FUNCTIONAL PRINCIPAL COMPONENT ANALYSIS FOR RECOGNITION OF ARM GESTURES AND HUMANOID IMITATION

Abstract

This paper investigates the use of functional principal component analysis (FPCA) for automatic recognition of dynamic human arm gestures and robot imitation. FPCA is a statistical technique of functional data analysis that generalizes standard multivariate principal component analysis. Functional data analysis signals (e.g., gestures) are functions that are considered as observations of a random variable on a functional space. In particular, FPCA reduces the dimensionality of the input data by projecting them onto a finite-dimensional space spanned by a few prominent eigenfunctions.
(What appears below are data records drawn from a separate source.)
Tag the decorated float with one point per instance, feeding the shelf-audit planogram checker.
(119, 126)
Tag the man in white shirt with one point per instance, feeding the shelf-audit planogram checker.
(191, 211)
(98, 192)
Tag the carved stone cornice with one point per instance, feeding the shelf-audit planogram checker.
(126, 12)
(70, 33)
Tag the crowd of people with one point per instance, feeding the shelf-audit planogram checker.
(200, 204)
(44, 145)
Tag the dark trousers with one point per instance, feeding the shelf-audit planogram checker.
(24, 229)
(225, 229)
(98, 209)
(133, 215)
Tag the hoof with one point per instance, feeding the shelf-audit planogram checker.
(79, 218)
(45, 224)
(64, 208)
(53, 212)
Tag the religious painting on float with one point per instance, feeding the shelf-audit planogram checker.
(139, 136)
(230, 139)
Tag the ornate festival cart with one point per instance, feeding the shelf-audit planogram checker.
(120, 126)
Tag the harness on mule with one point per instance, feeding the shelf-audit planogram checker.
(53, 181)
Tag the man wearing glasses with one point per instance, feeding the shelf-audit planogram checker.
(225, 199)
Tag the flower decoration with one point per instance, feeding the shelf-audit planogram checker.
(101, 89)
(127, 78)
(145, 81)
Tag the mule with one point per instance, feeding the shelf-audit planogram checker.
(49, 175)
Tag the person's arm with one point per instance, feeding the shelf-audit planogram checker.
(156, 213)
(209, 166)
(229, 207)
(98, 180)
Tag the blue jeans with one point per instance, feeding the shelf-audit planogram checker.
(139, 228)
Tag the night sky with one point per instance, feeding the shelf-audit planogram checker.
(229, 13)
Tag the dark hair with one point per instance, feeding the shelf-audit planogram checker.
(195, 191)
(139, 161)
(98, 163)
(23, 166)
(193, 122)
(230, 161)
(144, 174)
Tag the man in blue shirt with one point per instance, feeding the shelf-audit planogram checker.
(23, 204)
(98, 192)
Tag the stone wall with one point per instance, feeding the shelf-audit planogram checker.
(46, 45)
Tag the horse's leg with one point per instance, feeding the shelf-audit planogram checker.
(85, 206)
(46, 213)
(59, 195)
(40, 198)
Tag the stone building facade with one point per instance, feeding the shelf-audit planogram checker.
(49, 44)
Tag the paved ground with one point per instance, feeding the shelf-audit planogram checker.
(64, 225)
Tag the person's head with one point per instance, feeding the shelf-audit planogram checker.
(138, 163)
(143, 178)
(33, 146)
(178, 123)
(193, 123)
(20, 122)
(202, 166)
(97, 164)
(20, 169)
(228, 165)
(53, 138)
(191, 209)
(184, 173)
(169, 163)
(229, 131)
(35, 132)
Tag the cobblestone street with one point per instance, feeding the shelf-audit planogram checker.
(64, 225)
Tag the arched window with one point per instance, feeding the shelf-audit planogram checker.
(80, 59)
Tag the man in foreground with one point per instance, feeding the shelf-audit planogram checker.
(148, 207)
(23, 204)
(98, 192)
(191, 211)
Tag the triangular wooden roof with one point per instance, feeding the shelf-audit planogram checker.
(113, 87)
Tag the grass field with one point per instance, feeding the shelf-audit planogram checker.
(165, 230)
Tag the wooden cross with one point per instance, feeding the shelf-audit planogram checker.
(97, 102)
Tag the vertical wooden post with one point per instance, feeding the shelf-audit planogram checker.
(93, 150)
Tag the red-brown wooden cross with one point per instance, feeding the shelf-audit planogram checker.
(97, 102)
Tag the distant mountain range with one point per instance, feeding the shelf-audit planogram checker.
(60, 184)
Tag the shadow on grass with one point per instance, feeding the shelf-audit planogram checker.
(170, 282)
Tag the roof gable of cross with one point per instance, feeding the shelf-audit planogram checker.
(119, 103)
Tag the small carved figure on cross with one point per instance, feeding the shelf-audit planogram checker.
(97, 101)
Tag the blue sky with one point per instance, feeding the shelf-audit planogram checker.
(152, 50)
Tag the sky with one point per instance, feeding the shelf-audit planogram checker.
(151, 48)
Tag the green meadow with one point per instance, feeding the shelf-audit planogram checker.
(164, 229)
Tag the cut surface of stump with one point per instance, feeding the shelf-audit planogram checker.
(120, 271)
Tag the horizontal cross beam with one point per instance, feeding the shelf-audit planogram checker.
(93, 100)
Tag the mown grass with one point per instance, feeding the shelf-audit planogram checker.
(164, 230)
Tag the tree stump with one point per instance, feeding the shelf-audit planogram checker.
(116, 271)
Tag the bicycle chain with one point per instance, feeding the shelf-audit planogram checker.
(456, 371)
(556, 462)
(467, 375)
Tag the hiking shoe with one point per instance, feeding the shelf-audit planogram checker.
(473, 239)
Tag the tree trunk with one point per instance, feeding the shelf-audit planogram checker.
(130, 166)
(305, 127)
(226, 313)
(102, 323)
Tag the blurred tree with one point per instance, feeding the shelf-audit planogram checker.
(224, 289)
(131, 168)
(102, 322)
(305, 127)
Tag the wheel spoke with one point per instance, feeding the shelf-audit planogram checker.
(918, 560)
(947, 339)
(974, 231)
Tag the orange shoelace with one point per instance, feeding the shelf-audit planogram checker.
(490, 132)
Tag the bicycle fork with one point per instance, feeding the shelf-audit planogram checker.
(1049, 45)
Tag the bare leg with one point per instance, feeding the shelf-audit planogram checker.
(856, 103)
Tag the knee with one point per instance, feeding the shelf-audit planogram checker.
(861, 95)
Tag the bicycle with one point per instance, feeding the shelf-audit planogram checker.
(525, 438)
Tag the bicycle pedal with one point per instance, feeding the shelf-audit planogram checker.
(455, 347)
The main contribution of this work is the proposal of a novel technique for unsupervised clustering of training data and dynamic gesture recognition based on FPCA. FPCA has not been considered in previous studies on humanoid learning. The proposed approach has been evaluated in two experimental settings for motion capture. In the first setup single arm gestures are recognized from inertial sensors attached to the arm of the user. In the second setup the method is extended to two-arm gestures acquired from a range sensor. Recognized gestures are reproduced by a small humanoid robot. The FPCA method has also been compared to a high performance algorithm for gesture classification based on dynamic time warping (DTW). The FPCA algorithm achieves comparable results in both recognition rate and robustness to missing data, while it outperforms DTW in terms of efficiency in execution time.